Open In Colab

9.4 Bayesian Inference for Normal Distribution#

Normal Distribution with Unknown Mean#

Setup#

Data: (x_1, \ldots, x_n \sim N(\mu, \sigma^2)) where (\sigma^2) is known

Goal: Infer (\mu)

Prior#

Conjugate prior: (\mu \sim N(\mu_0, \sigma_0^2))

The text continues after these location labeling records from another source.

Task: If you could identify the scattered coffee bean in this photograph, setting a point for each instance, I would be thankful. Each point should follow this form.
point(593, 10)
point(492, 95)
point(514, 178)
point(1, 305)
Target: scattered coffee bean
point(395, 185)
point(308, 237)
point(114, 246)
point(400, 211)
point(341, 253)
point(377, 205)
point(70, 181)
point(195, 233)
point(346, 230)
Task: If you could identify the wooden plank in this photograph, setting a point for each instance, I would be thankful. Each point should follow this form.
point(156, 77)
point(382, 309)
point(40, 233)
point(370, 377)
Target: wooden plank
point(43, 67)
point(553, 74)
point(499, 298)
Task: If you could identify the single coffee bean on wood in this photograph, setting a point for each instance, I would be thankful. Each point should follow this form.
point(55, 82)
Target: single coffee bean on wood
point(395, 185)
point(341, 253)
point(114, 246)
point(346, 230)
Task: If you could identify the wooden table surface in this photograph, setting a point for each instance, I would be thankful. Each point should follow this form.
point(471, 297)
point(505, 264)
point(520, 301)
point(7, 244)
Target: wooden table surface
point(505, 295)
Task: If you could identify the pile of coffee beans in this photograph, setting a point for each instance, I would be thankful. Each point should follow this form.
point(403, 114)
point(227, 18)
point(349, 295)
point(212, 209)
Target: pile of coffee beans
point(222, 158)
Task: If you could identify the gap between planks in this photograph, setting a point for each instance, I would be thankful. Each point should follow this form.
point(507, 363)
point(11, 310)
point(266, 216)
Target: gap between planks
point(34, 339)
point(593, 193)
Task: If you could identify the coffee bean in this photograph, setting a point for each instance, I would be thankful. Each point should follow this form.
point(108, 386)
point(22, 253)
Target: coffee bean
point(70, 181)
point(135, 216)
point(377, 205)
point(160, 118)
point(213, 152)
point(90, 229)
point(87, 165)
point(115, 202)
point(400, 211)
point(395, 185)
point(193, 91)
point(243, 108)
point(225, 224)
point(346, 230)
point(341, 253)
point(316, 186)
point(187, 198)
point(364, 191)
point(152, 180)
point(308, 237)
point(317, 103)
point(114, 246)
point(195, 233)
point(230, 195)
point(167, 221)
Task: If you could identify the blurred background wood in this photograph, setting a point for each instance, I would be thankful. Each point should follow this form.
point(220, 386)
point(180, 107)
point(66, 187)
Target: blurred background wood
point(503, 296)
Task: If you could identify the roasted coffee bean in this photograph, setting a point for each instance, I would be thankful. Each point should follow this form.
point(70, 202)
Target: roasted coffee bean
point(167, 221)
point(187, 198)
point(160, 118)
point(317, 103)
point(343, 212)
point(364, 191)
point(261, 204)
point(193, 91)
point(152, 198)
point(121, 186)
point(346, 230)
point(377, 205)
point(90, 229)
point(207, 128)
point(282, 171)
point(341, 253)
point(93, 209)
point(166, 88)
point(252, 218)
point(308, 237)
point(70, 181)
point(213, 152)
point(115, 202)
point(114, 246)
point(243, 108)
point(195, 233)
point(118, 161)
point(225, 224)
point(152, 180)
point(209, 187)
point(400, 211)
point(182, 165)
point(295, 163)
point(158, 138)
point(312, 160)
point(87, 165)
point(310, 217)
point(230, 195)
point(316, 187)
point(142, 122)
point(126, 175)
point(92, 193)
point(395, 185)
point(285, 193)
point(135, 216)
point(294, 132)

This represents our belief about (\mu) before seeing data.

Likelihood#

For a single observation: $\( p(x \mid \mu) = \frac{1}{\sqrt{2\pi\sigma^2}}\exp\left(-\frac{(x-\mu)^2}{2\sigma^2}\right) \)$

For n observations: $\( p(x_1, \ldots, x_n \mid \mu) \propto \exp\left(-\frac{1}{2\sigma^2}\sum_{i=1}^{n}(x_i - \mu)^2\right) \)$

Posterior Derivation#

Applying Bayes’ theorem: $\( p(\mu \mid x_1, \ldots, x_n) \propto p(x_1, \ldots, x_n \mid \mu) \cdot p(\mu) \)$

\[ \propto \exp\left(-\frac{1}{2\sigma^2}\sum_{i=1}^{n}(x_i - \mu)^2\right) \cdot \exp\left(-\frac{(\mu - \mu_0)^2}{2\sigma_0^2}\right) \]

Completing the square (algebra omitted), we get:

Posterior: (\mu \mid x_1, \ldots, x_n \sim N(\mu_n, \sigma_n^2))

where:

\[ \sigma_n^2 = \frac{1}{\frac{1}{\sigma_0^2} + \frac{n}{\sigma^2}} \]
\[ \mu_n = \sigma_n^2 \left(\frac{\mu_0}{\sigma_0^2} + \frac{n\bar{x}}{\sigma^2}\right) \]

Precision Form (Cleaner)#

Define precision (\tau = 1/\sigma^2):

\[ \tau_n = \tau_0 + n\tau \quad \text{(precisions add!)} \]
\[ \mu_n = \frac{\tau_0 \mu_0 + n\tau\bar{x}}{\tau_n} \]

The posterior mean is a precision-weighted average of prior mean and sample mean.

Python Implementation#

import numpy as np
import matplotlib.pyplot as plt
from scipy import stats

np.random.seed(42)

# True parameters (unknown to the model)
true_mu = 10
true_sigma = 2

# Generate data
n_samples = [1, 5, 10, 20, 50]
all_data = np.random.normal(true_mu, true_sigma, max(n_samples))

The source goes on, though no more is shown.